都立病院の退職職員を対象としたアンケートを見ると、本当の離職理由が見えてきます。それは他の医療系の仕事に比べて、看護師は夜勤やサービス残業が非常に多いことです。心身ともに疲れたとか達成感がないというのが、中堅看護師が離職し、医療の現場に戻ってこない、いわゆる「潜在看護師」が増加する最大の理由といえます。

高齢者の多い病棟では、夜勤時にトイレやオムツの交換、発作等によるナースコールが頻繁に鳴るため、患者一人一人にあまり時間をかけていられませんし、転倒して骨折をすることもあるため気が休まりません。申し送り時刻である朝8時30分になっても業務が終わわないこともしばしばです。そのため、昼頃まで看護記録や書類仕事に追われる人もいます。

超過した時間の仕事は看護師長に申告できずに、サービス残業扱いになる病院もあります。また、長時間の労働がある看護師の夜勤によって仮眠できない状況が日常的になると、「ヒヤリ・ハット」(事故とのニアミス)、あるいは医療事故を起こす可能性も高くなり、仕事を続けていくうえでの大きな不安となります。

都立病院ではありませんが、以下のような不満を漏らす中堅看護師がいます。電子カルテが導入されて以来、看護師の看護計画の立案能力が格段に落ちたそうです。従来は患者ひとりひとりの容態を診て独自に行ってきましたが、それが出来合いのものになってしまいました。

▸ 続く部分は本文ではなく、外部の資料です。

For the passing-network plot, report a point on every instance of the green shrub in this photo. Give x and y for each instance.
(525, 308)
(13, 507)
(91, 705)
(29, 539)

看護職の職務満足度が低いのは、多忙のためにベッドサイドに行って患者のケアをすることができない、自分が提供したいと考える理想の看護が実現できないなどのジレンマのなかで失望感を感じるからです。育児中でも負担のかからない範囲で、自分の働ける範囲内で病院に勤める短時間勤務制度の導入が進んでおり、ワークライフバランスを実現できると看護師の間では評価が高まっています。

ある患者さんは、くも膜下出血で救急外来に運ばれたのに、その翌日にはもう転院先の病院を探すように家族に伝達が行なわれていました。その看護師は在院日数の短縮化を進める「退院調整」を担当していましたが、家族や地域の受け入れ体制はそう簡単ではないから難しいと感じました。